Correlation Between Citigroup and Allstate
Can any of the company-specific risk be diversified away by investing in both Citigroup and Allstate at the same time? Although using a correlation coefficient on its own may not help to predict future stock returns, this module helps to understand the diversifiable risk of combining Citigroup and Allstate into the same portfolio, which is an essential part of the fundamental portfolio management process.
By analyzing existing cross correlation between Citigroup and The Allstate, you can compare the effects of market volatilities on Citigroup and Allstate and check how they will diversify away market risk if combined in the same portfolio for a given time horizon. You can also utilize pair trading strategies of matching a long position in Citigroup with a short position of Allstate. Check out your portfolio center. Please also check ongoing floating volatility patterns of Citigroup and Allstate.
Diversification Opportunities for Citigroup and Allstate
Poor diversification
The 3 months correlation between Citigroup and Allstate is 0.67. Overlapping area represents the amount of risk that can be diversified away by holding Citigroup and The Allstate in the same portfolio, assuming nothing else is changed. The correlation between historical prices or returns on Allstate and Citigroup is a relative statistical measure of the degree to which these equity instruments tend to move together. The correlation coefficient measures the extent to which returns on Citigroup are associated (or correlated) with Allstate. Values of the correlation coefficient range from -1 to +1, where. The correlation of zero (0) is possible when the price movement of Allstate has no effect on the direction of Citigroup i.e., Citigroup and Allstate go up and down completely randomly.
Pair Corralation between Citigroup and Allstate
Taking into account the 90-day investment horizon Citigroup is expected to generate 1.3 times less return on investment than Allstate. In addition to that, Citigroup is 1.33 times more volatile than The Allstate. It trades about 0.07 of its total potential returns per unit of risk. The Allstate is currently generating about 0.12 per unit of volatility. If you would invest 16,326 in The Allstate on August 28, 2024 and sell it today you would earn a total of 3,877 from holding The Allstate or generate 23.75% return on investment over 90 days.

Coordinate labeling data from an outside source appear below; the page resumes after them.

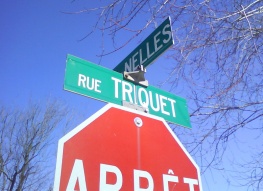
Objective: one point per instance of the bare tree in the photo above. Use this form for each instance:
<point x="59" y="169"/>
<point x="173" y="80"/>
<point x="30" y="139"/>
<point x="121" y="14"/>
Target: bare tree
<point x="217" y="66"/>
<point x="25" y="135"/>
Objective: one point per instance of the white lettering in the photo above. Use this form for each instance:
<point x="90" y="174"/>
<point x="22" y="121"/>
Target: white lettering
<point x="163" y="104"/>
<point x="127" y="90"/>
<point x="82" y="80"/>
<point x="144" y="174"/>
<point x="134" y="60"/>
<point x="148" y="50"/>
<point x="157" y="108"/>
<point x="97" y="85"/>
<point x="77" y="174"/>
<point x="128" y="66"/>
<point x="141" y="60"/>
<point x="191" y="183"/>
<point x="172" y="105"/>
<point x="104" y="168"/>
<point x="168" y="178"/>
<point x="89" y="83"/>
<point x="166" y="33"/>
<point x="146" y="103"/>
<point x="156" y="47"/>
<point x="116" y="86"/>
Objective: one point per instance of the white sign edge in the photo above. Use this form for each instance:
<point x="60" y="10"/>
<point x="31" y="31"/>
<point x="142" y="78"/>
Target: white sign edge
<point x="81" y="126"/>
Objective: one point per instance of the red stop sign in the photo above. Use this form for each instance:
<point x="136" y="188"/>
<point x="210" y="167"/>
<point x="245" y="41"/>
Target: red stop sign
<point x="122" y="149"/>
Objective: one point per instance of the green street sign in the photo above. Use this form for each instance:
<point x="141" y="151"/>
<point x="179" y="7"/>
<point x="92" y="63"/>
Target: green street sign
<point x="151" y="48"/>
<point x="88" y="79"/>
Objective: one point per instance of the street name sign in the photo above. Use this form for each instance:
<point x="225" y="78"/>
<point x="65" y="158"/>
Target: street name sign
<point x="122" y="149"/>
<point x="100" y="83"/>
<point x="150" y="49"/>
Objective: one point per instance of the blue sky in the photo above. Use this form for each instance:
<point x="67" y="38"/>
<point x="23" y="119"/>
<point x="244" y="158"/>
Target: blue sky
<point x="35" y="40"/>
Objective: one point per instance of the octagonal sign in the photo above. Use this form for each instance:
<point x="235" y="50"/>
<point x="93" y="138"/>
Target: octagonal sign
<point x="119" y="149"/>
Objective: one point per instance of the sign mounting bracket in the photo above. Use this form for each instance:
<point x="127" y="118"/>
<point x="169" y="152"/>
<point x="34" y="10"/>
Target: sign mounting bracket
<point x="137" y="76"/>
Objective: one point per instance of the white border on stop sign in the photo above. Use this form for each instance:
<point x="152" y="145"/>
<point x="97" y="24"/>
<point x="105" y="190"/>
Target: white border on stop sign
<point x="84" y="124"/>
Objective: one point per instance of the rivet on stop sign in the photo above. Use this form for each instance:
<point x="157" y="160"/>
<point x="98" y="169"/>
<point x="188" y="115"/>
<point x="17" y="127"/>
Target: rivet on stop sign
<point x="138" y="121"/>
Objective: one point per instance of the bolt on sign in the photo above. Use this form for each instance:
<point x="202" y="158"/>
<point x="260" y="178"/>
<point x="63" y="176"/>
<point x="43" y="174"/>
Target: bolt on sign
<point x="100" y="83"/>
<point x="123" y="149"/>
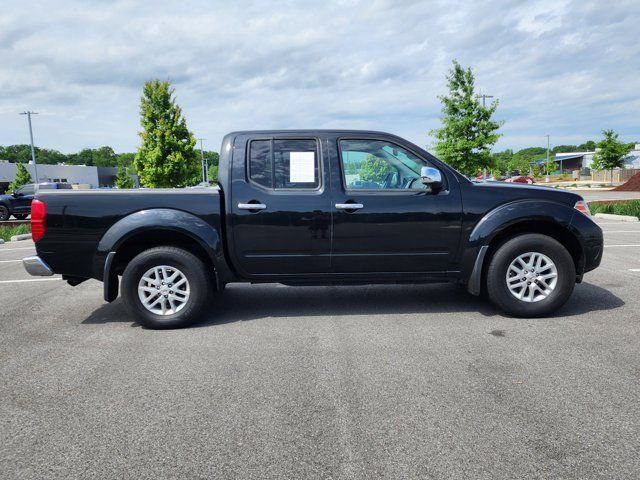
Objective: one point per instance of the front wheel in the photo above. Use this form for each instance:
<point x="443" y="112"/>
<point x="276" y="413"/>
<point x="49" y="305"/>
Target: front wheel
<point x="166" y="287"/>
<point x="530" y="275"/>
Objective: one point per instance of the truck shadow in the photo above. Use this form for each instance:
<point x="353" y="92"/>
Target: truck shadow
<point x="253" y="302"/>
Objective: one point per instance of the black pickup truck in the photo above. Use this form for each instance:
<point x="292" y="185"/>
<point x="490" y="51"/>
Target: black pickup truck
<point x="318" y="207"/>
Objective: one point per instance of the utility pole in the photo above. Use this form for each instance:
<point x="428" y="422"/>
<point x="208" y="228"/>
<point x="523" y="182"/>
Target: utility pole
<point x="205" y="174"/>
<point x="547" y="165"/>
<point x="33" y="150"/>
<point x="484" y="98"/>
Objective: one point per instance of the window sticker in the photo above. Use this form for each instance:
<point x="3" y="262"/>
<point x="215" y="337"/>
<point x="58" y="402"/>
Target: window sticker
<point x="302" y="167"/>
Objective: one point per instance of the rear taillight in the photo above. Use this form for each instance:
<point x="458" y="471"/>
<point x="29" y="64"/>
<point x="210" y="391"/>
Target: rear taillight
<point x="38" y="216"/>
<point x="583" y="207"/>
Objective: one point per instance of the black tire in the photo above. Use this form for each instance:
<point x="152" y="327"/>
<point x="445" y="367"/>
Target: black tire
<point x="4" y="213"/>
<point x="196" y="273"/>
<point x="498" y="289"/>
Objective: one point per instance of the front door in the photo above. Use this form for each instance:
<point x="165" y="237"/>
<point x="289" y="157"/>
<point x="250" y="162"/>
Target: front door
<point x="280" y="207"/>
<point x="385" y="219"/>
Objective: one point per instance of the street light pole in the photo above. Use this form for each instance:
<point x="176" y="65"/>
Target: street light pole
<point x="33" y="150"/>
<point x="205" y="174"/>
<point x="484" y="98"/>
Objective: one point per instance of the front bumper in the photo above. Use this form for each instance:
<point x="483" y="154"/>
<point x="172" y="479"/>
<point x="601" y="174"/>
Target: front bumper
<point x="36" y="266"/>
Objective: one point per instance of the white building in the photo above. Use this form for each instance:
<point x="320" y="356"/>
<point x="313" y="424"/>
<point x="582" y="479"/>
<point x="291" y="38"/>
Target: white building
<point x="586" y="158"/>
<point x="93" y="177"/>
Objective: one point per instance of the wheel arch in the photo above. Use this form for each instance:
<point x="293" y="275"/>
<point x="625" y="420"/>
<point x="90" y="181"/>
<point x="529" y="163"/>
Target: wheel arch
<point x="528" y="216"/>
<point x="147" y="229"/>
<point x="551" y="229"/>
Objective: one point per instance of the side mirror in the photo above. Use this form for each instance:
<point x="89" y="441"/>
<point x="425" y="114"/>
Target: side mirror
<point x="432" y="177"/>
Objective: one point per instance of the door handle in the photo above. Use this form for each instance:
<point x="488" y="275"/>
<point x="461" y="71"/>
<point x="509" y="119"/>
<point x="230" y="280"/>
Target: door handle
<point x="349" y="206"/>
<point x="252" y="206"/>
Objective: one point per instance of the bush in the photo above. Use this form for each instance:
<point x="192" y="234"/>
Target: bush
<point x="631" y="208"/>
<point x="7" y="232"/>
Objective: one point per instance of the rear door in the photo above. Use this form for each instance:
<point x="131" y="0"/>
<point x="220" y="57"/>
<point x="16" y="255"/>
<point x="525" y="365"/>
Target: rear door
<point x="280" y="206"/>
<point x="384" y="219"/>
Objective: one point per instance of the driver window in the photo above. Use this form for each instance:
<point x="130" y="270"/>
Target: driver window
<point x="379" y="165"/>
<point x="27" y="190"/>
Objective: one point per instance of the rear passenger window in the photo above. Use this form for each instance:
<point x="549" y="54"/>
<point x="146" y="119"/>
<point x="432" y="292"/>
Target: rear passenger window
<point x="260" y="170"/>
<point x="284" y="164"/>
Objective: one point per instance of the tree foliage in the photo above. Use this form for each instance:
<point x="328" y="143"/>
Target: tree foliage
<point x="123" y="179"/>
<point x="166" y="157"/>
<point x="610" y="152"/>
<point x="22" y="178"/>
<point x="374" y="169"/>
<point x="468" y="131"/>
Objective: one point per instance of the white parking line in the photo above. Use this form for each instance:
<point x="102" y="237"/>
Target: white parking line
<point x="31" y="280"/>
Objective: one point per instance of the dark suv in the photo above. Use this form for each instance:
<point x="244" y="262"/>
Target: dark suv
<point x="18" y="203"/>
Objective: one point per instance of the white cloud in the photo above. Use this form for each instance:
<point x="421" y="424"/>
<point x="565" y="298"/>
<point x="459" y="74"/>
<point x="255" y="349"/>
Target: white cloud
<point x="558" y="67"/>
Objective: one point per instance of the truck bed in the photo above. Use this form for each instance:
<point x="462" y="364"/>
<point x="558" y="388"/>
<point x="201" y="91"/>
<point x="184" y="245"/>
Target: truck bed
<point x="78" y="220"/>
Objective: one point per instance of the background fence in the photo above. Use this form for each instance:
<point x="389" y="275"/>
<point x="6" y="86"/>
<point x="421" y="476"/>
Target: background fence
<point x="620" y="175"/>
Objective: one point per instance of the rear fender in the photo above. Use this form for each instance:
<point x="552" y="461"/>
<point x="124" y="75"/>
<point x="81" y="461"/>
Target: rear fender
<point x="160" y="219"/>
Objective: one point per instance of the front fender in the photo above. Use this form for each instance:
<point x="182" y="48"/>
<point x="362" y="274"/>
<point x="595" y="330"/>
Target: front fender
<point x="157" y="219"/>
<point x="494" y="222"/>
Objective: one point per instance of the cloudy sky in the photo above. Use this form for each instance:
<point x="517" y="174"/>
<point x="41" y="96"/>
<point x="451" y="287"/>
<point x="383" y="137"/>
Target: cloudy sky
<point x="567" y="68"/>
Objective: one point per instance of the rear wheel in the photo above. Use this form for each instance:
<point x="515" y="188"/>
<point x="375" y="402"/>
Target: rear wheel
<point x="530" y="275"/>
<point x="4" y="213"/>
<point x="166" y="287"/>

Time Period | 3 Months [change] |
Direction | Moves Together |
Strength | Significant |
Accuracy | 100.0% |
Values | Daily Returns |
Citigroup vs. The Allstate
Performance |
Timeline |
Citigroup |
Allstate |
Citigroup and Allstate Volatility Contrast
Predicted Return Density |
Returns |
Pair Trading with Citigroup and Allstate
The main advantage of trading using opposite Citigroup and Allstate positions is that it hedges away some unsystematic risk. Because of two separate transactions, even if Citigroup position performs unexpectedly, Allstate can make up some of the losses. Pair trading also minimizes risk from directional movements in the market. For example, if an entire industry or sector drops because of unexpected headlines, the short position in Allstate will offset losses from the drop in Allstate's long position.The idea behind Citigroup and The Allstate pairs trading is to make the combined position market-neutral, meaning the overall market's direction will not affect its win or loss (or potential downside or upside). This can be achieved by designing a pairs trade with two highly correlated stocks or equities that operate in a similar space or sector, making it possible to obtain profits through simple and relatively low-risk investment.Check out your portfolio center.Note that this page's information should be used as a complementary analysis to find the right mix of equity instruments to add to your existing portfolios or create a brand new portfolio. You can also try the Commodity Channel module to use Commodity Channel Index to analyze current equity momentum.